L’Ombudsperson for Children Shirin Aumeeruddy-Cziffra s’est prononcée pour l’inclusion d’une clause pour interdire tout châtiment corporel sur les enfants dans le cadre de l’élaboration du nouveau Children’s Bill. C’était ce matin, à l’occasion de la présentation du huitième rapport annuel de son bureau à la municipalité de Port-Louis. Mme Aumeeruddy-Cziffra s’est longuement appesantie sur son rôle également et a annoncé son départ imminent de ce poste, après huit ans, son contrat ne lui permettant pas d’effectuer un troisième mandat de quatre ans.
L’Ombudsperson for Children a observé que malgré les dispositions de l’Éducation regulations de 1957 stipulant que « no corporal punishment shall be inflicted on any pupil in any school », de nombreux cas de violence sont régulièrement rapportés. Elle s’est longuement appesantie sur des enquêtes menées par son bureau, avec force détails, y compris sur des cas de violence perpétrés par des proches à la maison. D’où sa proposition d’inclure cette interdiction dans la nouvelle loi. Elle précise que dans des cas où des enfants, victimes de violence, décèdent, la question n’est pas de savoir si l’auteur de l’acte avait l’intention ou pas de le tuer. Selon elle, la violence commence par une petite baffe pour devenir de plus en plus importante.
Mme Cziffra a mis l’accent sur le travail de conscientisation effectué par son bureau et affirme que même après son départ, elle continuera à militer pour les droits des enfants.
Elle a aussi pointé du doigt la bureaucratie dans le secteur public qui fait que des dossiers tardent à avancer, mais aussi par moments, le travail non assidu de certains fonctionnaires ou médecins qui ne rapportent pas des cas de violence ou qui n’enquêtent pas comme il le faut. Selon elle, il faudrait des enquêtes de proximité et qu’un enfant soit entièrement consulté pour déterminer s’il est victime de violence. Elle affirme qu’il en va de la responsabilité de tout un chacun de s’assurer que les droits des enfants soient respectés. Elle a appelé le Children Development Unit à inviter les collectivités locales dans les working together committees.
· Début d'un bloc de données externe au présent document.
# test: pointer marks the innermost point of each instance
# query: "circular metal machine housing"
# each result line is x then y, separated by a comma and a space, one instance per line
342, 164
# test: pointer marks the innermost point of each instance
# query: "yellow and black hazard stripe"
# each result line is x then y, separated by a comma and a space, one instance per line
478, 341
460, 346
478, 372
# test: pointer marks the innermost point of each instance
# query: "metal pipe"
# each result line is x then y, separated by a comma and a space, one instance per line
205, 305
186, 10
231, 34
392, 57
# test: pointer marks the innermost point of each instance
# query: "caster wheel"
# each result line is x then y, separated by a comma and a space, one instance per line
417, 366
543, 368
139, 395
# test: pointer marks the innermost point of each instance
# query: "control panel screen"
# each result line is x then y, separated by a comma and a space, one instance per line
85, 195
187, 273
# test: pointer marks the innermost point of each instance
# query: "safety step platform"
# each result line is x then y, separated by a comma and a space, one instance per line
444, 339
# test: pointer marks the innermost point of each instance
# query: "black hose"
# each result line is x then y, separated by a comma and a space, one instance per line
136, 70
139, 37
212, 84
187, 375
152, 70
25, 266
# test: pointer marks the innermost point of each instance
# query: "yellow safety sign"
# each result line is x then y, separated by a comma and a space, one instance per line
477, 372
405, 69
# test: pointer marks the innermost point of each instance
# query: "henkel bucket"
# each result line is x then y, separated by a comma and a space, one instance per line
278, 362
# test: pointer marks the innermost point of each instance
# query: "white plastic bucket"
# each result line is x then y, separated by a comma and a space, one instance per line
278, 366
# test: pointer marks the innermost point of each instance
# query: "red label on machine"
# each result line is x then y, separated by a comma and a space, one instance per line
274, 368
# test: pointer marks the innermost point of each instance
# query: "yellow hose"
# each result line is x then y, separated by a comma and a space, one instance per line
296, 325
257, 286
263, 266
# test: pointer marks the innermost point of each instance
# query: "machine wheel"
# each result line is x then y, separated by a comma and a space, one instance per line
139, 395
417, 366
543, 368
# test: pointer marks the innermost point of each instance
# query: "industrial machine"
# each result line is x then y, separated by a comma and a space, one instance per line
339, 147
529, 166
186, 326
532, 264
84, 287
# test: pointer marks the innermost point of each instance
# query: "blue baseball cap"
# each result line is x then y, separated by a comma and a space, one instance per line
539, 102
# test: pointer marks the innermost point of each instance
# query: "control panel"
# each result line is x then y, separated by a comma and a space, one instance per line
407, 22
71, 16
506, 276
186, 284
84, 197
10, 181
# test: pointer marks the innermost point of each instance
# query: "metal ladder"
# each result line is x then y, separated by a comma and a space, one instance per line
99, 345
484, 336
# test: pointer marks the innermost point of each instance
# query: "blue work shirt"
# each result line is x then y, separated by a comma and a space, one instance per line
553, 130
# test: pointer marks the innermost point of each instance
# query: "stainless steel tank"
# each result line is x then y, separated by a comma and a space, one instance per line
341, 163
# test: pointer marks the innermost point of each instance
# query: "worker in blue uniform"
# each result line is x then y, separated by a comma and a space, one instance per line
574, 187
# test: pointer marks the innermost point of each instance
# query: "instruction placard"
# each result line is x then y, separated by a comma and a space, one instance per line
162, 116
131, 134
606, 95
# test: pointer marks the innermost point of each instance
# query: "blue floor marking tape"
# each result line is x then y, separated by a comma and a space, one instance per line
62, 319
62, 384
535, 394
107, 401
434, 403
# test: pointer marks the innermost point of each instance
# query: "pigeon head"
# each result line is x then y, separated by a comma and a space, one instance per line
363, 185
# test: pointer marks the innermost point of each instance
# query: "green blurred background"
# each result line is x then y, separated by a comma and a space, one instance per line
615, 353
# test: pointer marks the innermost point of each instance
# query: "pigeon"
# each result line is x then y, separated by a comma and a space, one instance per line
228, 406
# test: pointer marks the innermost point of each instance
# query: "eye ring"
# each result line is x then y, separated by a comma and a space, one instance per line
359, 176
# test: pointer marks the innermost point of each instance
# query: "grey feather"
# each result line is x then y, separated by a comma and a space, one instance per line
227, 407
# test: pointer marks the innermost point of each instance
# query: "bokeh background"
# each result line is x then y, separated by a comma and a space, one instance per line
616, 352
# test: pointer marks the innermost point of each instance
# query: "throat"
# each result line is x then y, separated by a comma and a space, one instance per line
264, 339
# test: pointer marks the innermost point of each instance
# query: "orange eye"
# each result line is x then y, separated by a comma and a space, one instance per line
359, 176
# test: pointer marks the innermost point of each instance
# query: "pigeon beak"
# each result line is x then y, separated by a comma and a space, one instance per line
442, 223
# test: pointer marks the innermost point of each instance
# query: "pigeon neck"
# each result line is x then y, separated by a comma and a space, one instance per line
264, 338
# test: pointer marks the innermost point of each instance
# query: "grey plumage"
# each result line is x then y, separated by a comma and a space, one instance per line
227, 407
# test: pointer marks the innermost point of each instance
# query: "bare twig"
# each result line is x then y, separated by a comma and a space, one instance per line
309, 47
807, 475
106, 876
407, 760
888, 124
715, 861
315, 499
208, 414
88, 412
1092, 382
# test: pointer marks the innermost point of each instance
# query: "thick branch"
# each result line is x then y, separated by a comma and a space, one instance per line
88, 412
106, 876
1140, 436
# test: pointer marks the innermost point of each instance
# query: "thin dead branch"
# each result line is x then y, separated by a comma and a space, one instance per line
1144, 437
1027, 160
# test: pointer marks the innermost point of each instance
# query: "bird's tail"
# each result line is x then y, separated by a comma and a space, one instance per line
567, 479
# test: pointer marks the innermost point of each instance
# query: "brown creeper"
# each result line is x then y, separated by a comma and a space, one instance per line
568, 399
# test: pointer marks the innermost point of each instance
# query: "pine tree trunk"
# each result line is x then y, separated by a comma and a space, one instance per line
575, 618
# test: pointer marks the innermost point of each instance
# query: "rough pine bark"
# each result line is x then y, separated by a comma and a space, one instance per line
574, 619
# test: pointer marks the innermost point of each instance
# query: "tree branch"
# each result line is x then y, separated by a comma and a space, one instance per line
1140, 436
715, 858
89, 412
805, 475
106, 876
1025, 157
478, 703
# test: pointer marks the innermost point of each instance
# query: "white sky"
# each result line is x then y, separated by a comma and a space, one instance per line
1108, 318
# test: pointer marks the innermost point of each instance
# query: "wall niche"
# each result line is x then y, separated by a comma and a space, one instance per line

Elle annonce avoir demandé officiellement au Premier ministre que l’Equal Opportunity Act (EOA) prenne en considération le milieu d’où est issue une personne, et d’y inclure officiellement dans son statut que le social origin n’est pas un critère de sélection pour toute personne à la recherche d’un emploi. Selon elle, ni le milieu social ni le niveau économique ne doit être discriminatoire. Elle indique que son rôle est de veiller à ce que les droits des enfants soient respectés directement et indirectement. La loi sur l’adoption a été un des sujets abordés. Elle estime qu’il faut au plus vite une loi permettant à des enfants d’être adoptés lorsqu’ils peuvent l’être, car beaucoup qui n’arrivent pas à être placés dans un foyer sont accueillis dans un abri temporaire, mais au final, ils y restent jusqu’à leur majorité, finissent par être formés à un emploi et même se marier.
Le rapport de l’Ombudsperson for children comprend neuf chapitres portant sur la pertinence même de ce poste ; sur la protection de l’enfant, la violence, l’éducation, la discipline à l’école, la convention des droits de l’enfant, Rodrigues et les campagnes et autres stratégies de sensibilisation mises en place par le bureau. Des cas sur lesquels le bureau a enquêtés figurent aussi dans le rapport rendu public ce matin.